Не в силах отозваться, он начинает валиться вперед, на чужое плечо. Темнота холодного речного дна смыкается, и в ней наступает тишина.
Замок наползает – громадная уродливая черепаха в грязной гуще осклизлого мха. Едва сожрав Людвига распахнутыми дубовыми дверями, он начинает трястись от удовольствия, и утробно гудеть, и проталкивать, давя жадными стенами, лестницами и коридорами. Подслеповатые окна щурятся рассеянной серостью; бугристый пол едет сам – гигантский перекатывающийся кишечник. Место смутно знакомо: эти черные крыши, шпили-иглы, серая кладка и унылая зелень вокруг… Но Людвиг не был здесь. Это точно не владения аристократов, живших близ Бонна и даже самые замшелые жилища заполнявших цветами, светом и лаем ухоженных борзых.
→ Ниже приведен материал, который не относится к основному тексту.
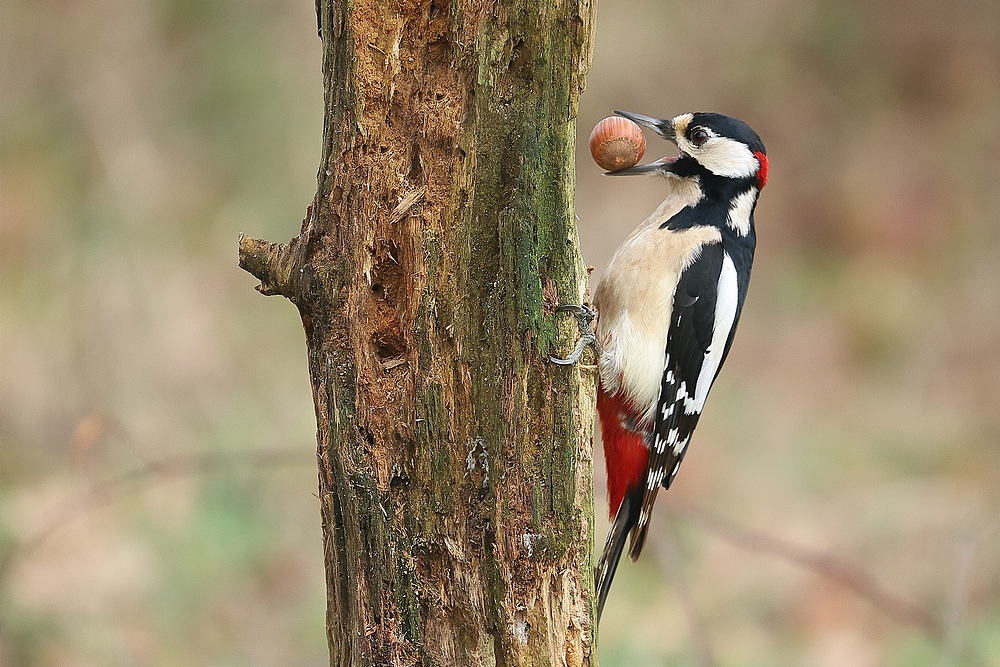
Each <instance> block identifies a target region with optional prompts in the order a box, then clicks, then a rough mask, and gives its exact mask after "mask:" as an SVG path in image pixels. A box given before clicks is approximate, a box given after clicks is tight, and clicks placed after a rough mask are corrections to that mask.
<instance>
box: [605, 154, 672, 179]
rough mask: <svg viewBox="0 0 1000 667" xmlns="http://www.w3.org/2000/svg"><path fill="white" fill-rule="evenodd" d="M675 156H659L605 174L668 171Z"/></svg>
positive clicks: (643, 172) (627, 173)
mask: <svg viewBox="0 0 1000 667" xmlns="http://www.w3.org/2000/svg"><path fill="white" fill-rule="evenodd" d="M676 159H677V158H675V157H661V158H660V159H659V160H654V161H653V162H650V163H649V164H637V165H636V166H634V167H626V168H625V169H619V170H618V171H606V172H604V175H605V176H642V175H643V174H657V173H661V174H662V173H663V172H665V171H670V169H669V165H671V164H672V163H673V162H674V161H675V160H676Z"/></svg>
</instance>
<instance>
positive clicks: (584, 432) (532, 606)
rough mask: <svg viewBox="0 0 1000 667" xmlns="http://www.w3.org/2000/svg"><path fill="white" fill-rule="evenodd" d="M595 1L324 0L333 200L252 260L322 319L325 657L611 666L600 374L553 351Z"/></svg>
mask: <svg viewBox="0 0 1000 667" xmlns="http://www.w3.org/2000/svg"><path fill="white" fill-rule="evenodd" d="M594 9H595V8H594V5H593V3H592V2H584V1H563V2H557V3H541V4H538V3H527V2H521V1H515V0H508V1H506V2H497V3H483V2H471V1H461V0H454V1H452V2H441V1H438V0H434V1H431V2H416V1H410V0H400V1H397V2H388V3H387V2H384V1H383V0H353V1H347V0H338V1H331V0H322V1H321V2H320V3H318V10H319V17H320V27H321V35H322V38H323V44H324V58H323V74H324V90H325V95H324V99H325V106H326V112H325V125H324V146H323V152H322V159H321V165H320V171H319V177H318V190H317V195H316V198H315V200H314V201H313V204H312V205H311V206H310V208H309V211H308V213H307V215H306V219H305V220H304V222H303V225H302V229H301V232H300V234H299V235H298V236H297V237H295V238H294V239H292V241H290V242H289V243H288V244H278V245H276V244H266V243H264V242H259V241H255V240H253V239H243V240H241V264H242V265H243V266H244V268H247V270H249V271H251V272H252V273H253V274H254V275H255V276H257V277H258V278H260V279H261V283H262V287H261V288H259V289H261V291H262V292H264V293H266V294H281V295H284V296H286V297H288V298H290V299H291V300H292V301H293V302H294V303H295V304H296V305H297V307H298V308H299V312H300V314H301V316H302V320H303V325H304V327H305V330H306V337H307V345H308V353H309V369H310V376H311V381H312V384H313V390H314V391H313V393H314V399H315V405H316V416H317V441H318V460H319V473H320V474H319V477H320V498H321V508H322V520H323V535H324V545H325V560H326V566H327V590H328V603H329V604H328V618H327V621H328V622H327V626H328V635H329V640H330V648H331V664H333V665H417V664H420V665H462V666H465V665H570V666H577V665H587V664H594V663H596V660H594V659H593V657H592V649H593V627H594V626H593V618H594V613H593V612H594V610H593V601H592V592H593V590H592V589H593V582H592V576H591V552H592V548H593V530H592V528H593V499H592V479H591V478H592V461H591V443H590V432H591V424H592V418H593V378H592V375H591V373H590V371H589V370H588V369H586V368H571V369H565V368H561V367H556V366H553V365H551V364H549V363H548V362H547V359H548V356H549V354H551V353H554V352H556V350H557V349H565V347H567V346H569V345H570V344H571V340H572V334H573V331H574V325H573V322H572V321H571V320H569V318H566V319H562V318H558V317H555V316H554V307H555V306H556V305H558V304H559V303H579V302H580V300H581V299H582V298H583V297H584V290H585V280H586V272H585V270H584V267H583V264H582V262H581V260H580V256H579V250H578V245H577V237H576V225H575V218H574V211H573V187H574V179H573V175H574V168H573V164H574V163H573V160H574V147H575V120H576V109H577V100H578V97H579V95H580V93H581V92H582V88H583V82H584V77H585V74H586V70H587V67H588V65H589V59H590V47H591V42H592V33H591V31H592V28H593V13H594Z"/></svg>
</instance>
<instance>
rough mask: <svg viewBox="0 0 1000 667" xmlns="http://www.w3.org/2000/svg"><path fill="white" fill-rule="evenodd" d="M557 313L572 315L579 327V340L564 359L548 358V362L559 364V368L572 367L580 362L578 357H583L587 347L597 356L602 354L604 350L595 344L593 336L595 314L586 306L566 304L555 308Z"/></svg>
mask: <svg viewBox="0 0 1000 667" xmlns="http://www.w3.org/2000/svg"><path fill="white" fill-rule="evenodd" d="M556 312H557V313H573V316H574V317H575V318H576V324H577V326H578V327H580V340H578V341H577V343H576V347H575V348H574V349H573V351H572V352H571V353H570V355H569V356H568V357H566V358H565V359H560V358H559V357H549V361H551V362H552V363H554V364H559V365H560V366H572V365H573V364H575V363H576V362H578V361H580V357H581V356H583V351H584V350H585V349H586V348H587V346H588V345H590V346H593V348H594V350H595V351H596V352H597V354H598V355H601V354H604V349H603V348H602V347H601V344H600V343H598V342H597V336H596V335H594V327H593V323H594V318H595V317H597V313H595V312H594V311H592V310H591V309H590V308H588V307H587V306H583V305H577V304H567V305H564V306H559V307H558V308H556Z"/></svg>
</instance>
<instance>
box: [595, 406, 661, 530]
mask: <svg viewBox="0 0 1000 667" xmlns="http://www.w3.org/2000/svg"><path fill="white" fill-rule="evenodd" d="M597 414H598V415H599V416H600V418H601V440H603V441H604V463H605V465H606V466H607V468H608V504H609V505H610V509H611V519H612V520H614V518H615V514H617V513H618V508H619V507H620V506H621V504H622V500H623V499H624V498H625V493H626V492H627V491H628V490H629V489H630V488H632V487H635V486H638V485H640V484H642V482H643V480H644V479H645V477H646V466H647V465H649V450H648V449H647V448H646V445H645V444H644V443H643V441H642V434H640V433H636V432H635V431H633V430H632V429H630V428H629V427H628V426H627V425H626V424H625V420H626V419H627V418H629V417H630V416H631V417H634V418H635V420H636V421H638V415H636V413H635V410H633V409H632V408H631V406H629V405H628V403H626V402H625V400H624V398H623V397H622V395H621V394H616V395H614V396H609V395H608V394H606V393H605V392H604V389H603V388H600V387H598V389H597Z"/></svg>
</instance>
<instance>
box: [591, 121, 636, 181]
mask: <svg viewBox="0 0 1000 667" xmlns="http://www.w3.org/2000/svg"><path fill="white" fill-rule="evenodd" d="M645 152H646V137H644V136H643V135H642V129H640V128H639V126H638V125H636V124H635V123H633V122H632V121H630V120H629V119H628V118H622V117H621V116H610V117H608V118H605V119H604V120H602V121H601V122H600V123H598V124H597V125H595V126H594V131H593V132H591V133H590V154H591V155H592V156H593V157H594V162H596V163H597V164H598V165H600V166H601V168H603V169H607V170H608V171H618V170H619V169H625V168H626V167H633V166H635V165H636V164H638V163H639V160H641V159H642V154H643V153H645Z"/></svg>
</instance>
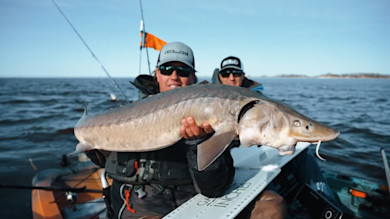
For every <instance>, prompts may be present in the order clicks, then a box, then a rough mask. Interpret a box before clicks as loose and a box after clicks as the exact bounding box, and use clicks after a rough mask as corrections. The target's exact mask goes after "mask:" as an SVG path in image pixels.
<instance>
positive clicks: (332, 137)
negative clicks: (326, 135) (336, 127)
mask: <svg viewBox="0 0 390 219" xmlns="http://www.w3.org/2000/svg"><path fill="white" fill-rule="evenodd" d="M339 135H340V132H338V131H335V132H334V133H333V134H332V135H329V136H326V137H312V138H305V137H303V138H296V140H297V141H303V142H310V143H313V144H314V143H318V141H321V142H328V141H332V140H334V139H336V138H337V137H338V136H339Z"/></svg>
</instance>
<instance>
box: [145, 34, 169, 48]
mask: <svg viewBox="0 0 390 219" xmlns="http://www.w3.org/2000/svg"><path fill="white" fill-rule="evenodd" d="M142 37H143V32H142V31H141V39H142ZM165 44H167V43H166V42H165V41H164V40H162V39H160V38H158V37H156V36H154V35H153V34H150V33H146V36H145V45H142V40H141V43H140V46H141V48H142V47H148V48H154V49H155V50H158V51H160V50H161V49H162V47H163V46H164V45H165Z"/></svg>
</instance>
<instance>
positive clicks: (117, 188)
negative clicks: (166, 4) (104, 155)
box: [106, 42, 234, 218]
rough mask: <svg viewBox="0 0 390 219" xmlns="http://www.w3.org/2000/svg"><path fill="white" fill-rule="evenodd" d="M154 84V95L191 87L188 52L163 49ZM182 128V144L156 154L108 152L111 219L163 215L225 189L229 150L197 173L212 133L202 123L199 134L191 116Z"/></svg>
mask: <svg viewBox="0 0 390 219" xmlns="http://www.w3.org/2000/svg"><path fill="white" fill-rule="evenodd" d="M154 80H156V82H157V83H158V93H160V92H166V91H169V90H173V89H176V88H180V87H186V86H188V85H191V84H194V83H196V80H197V79H196V76H195V62H194V56H193V52H192V50H191V48H190V47H188V46H187V45H185V44H183V43H180V42H174V43H169V44H167V45H165V46H164V48H163V49H162V50H161V52H160V55H159V59H158V62H157V67H156V70H155V77H154ZM139 85H140V84H139V83H138V86H139ZM141 86H142V85H141ZM182 124H183V126H182V127H181V130H180V132H181V135H182V136H183V137H185V138H186V139H188V140H187V141H186V140H184V139H183V140H180V141H179V142H178V143H176V144H175V145H173V146H171V147H168V148H164V149H160V150H157V151H150V152H112V153H111V154H110V156H109V157H108V158H107V161H106V171H107V172H108V174H109V176H110V177H112V178H113V184H112V187H111V199H112V208H113V211H114V216H115V218H139V217H142V216H146V215H149V216H151V215H155V216H157V217H158V216H163V215H165V214H167V213H169V212H170V211H172V210H173V209H175V208H176V207H178V206H179V205H180V204H182V203H184V202H185V201H187V200H188V199H190V198H191V197H193V196H194V195H196V194H197V193H202V194H204V195H206V196H209V197H217V196H220V195H221V194H222V193H223V192H224V191H225V190H226V189H227V188H229V186H230V184H231V182H232V180H233V177H234V167H233V160H232V157H231V155H230V152H229V151H225V152H224V153H223V154H222V155H221V156H220V157H218V158H217V159H216V160H215V161H214V162H213V163H212V164H211V165H210V166H209V167H208V168H206V169H205V170H203V171H198V169H197V167H198V166H197V153H196V147H197V143H198V142H199V141H201V140H202V139H204V138H205V137H207V135H208V134H211V133H212V132H213V129H212V128H211V126H210V124H208V123H204V124H203V129H201V128H199V127H198V125H197V124H196V122H195V121H194V119H193V118H192V117H188V118H185V119H183V121H182ZM148 137H149V138H153V135H151V136H148Z"/></svg>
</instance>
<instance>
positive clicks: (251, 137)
mask: <svg viewBox="0 0 390 219" xmlns="http://www.w3.org/2000/svg"><path fill="white" fill-rule="evenodd" d="M238 134H239V138H240V142H241V144H242V145H243V146H246V147H249V146H251V145H267V146H270V147H273V148H276V149H278V150H279V152H280V154H281V155H291V154H293V153H294V150H295V146H296V144H297V142H299V141H303V142H312V143H313V142H318V141H323V142H326V141H331V140H333V139H335V138H336V137H337V136H338V135H339V132H337V131H335V130H334V129H332V128H330V127H329V126H327V125H325V124H322V123H319V122H317V121H314V120H312V119H310V118H308V117H306V116H304V115H302V114H300V113H298V112H297V111H295V110H294V109H292V108H291V107H289V106H287V105H285V104H283V103H280V102H274V101H272V102H268V101H259V102H258V103H257V104H255V105H254V106H253V107H252V108H251V109H249V110H248V111H247V112H246V113H245V114H244V115H243V116H242V118H241V120H240V122H239V126H238Z"/></svg>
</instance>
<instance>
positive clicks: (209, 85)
mask: <svg viewBox="0 0 390 219" xmlns="http://www.w3.org/2000/svg"><path fill="white" fill-rule="evenodd" d="M189 116H192V117H193V118H194V119H195V121H196V123H197V124H203V123H204V122H208V123H209V124H210V125H211V126H212V128H213V129H214V131H215V133H214V134H213V135H212V136H211V137H210V138H208V139H207V140H205V141H203V142H202V143H201V144H199V145H198V150H197V153H198V169H199V170H204V169H205V168H207V167H208V166H209V165H210V164H211V163H212V162H213V161H214V160H215V159H216V158H217V157H218V156H219V155H220V154H221V153H222V152H223V151H224V150H225V149H226V148H227V147H228V145H229V144H230V142H231V141H232V140H233V139H235V138H239V139H240V142H241V145H243V146H246V147H249V146H251V145H267V146H270V147H273V148H277V149H278V150H279V152H280V154H282V155H286V154H292V153H293V152H294V149H295V145H296V143H297V142H298V141H304V142H318V141H322V142H326V141H331V140H333V139H335V138H336V137H337V136H338V135H339V132H337V131H335V130H333V129H332V128H330V127H328V126H326V125H324V124H321V123H319V122H316V121H314V120H312V119H310V118H307V117H306V116H304V115H302V114H300V113H298V112H296V111H295V110H293V109H292V108H290V107H288V106H287V105H285V104H283V103H281V102H278V101H276V100H272V99H270V98H267V97H265V96H264V95H262V94H259V93H256V92H253V91H251V90H249V89H247V88H241V87H233V86H227V85H213V84H203V85H191V86H187V87H183V88H179V89H174V90H171V91H167V92H163V93H160V94H157V95H154V96H151V97H149V98H146V99H143V100H140V101H137V102H135V103H133V104H131V105H127V106H124V107H121V108H118V109H115V110H111V111H109V112H106V113H103V114H100V115H93V116H89V115H84V116H83V117H82V118H81V119H80V120H79V121H78V122H77V124H76V126H75V128H74V132H75V136H76V138H77V139H78V140H79V144H78V145H77V149H76V150H77V151H85V150H91V149H100V150H106V151H120V152H143V151H153V150H158V149H162V148H165V147H168V146H171V145H173V144H175V143H176V142H177V141H179V140H180V139H181V138H182V137H181V135H180V127H181V126H182V123H181V121H182V119H183V118H187V117H189Z"/></svg>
Оглушенный, Людвиг не противится, и его волочет в душный сумрак. Углы и повороты пахнут копотью, порченым мясом, потом, спиртным – как комната отца. Когда начинает казаться, что движению нет конца, и подкатывает рвота, Людвиг все же пробует упереться пятками в пол. Дергается назад, машет руками, впивается в расшитый лилиями грязно-голубой гобелен, но ноги подрубает – и он падает ничком, ударившись подбородком о камни. Сознание и не думает гаснуть – только лязг челюстей отзывается в ушах набатом. Будто и голова, и боль в ней отлиты из чугуна.
Пыльно. Перед глазами расцветает узор бурых пятен, облепленных муравьями, но их не рассмотреть – снова куда-то волочет, с прежней неумолимостью.
И все ближе, ближе звенят осколками слова:
– В замке чужом правят орлы. Больше к волчонку не будут добры.
Вой, стон – что угодно, но не песня.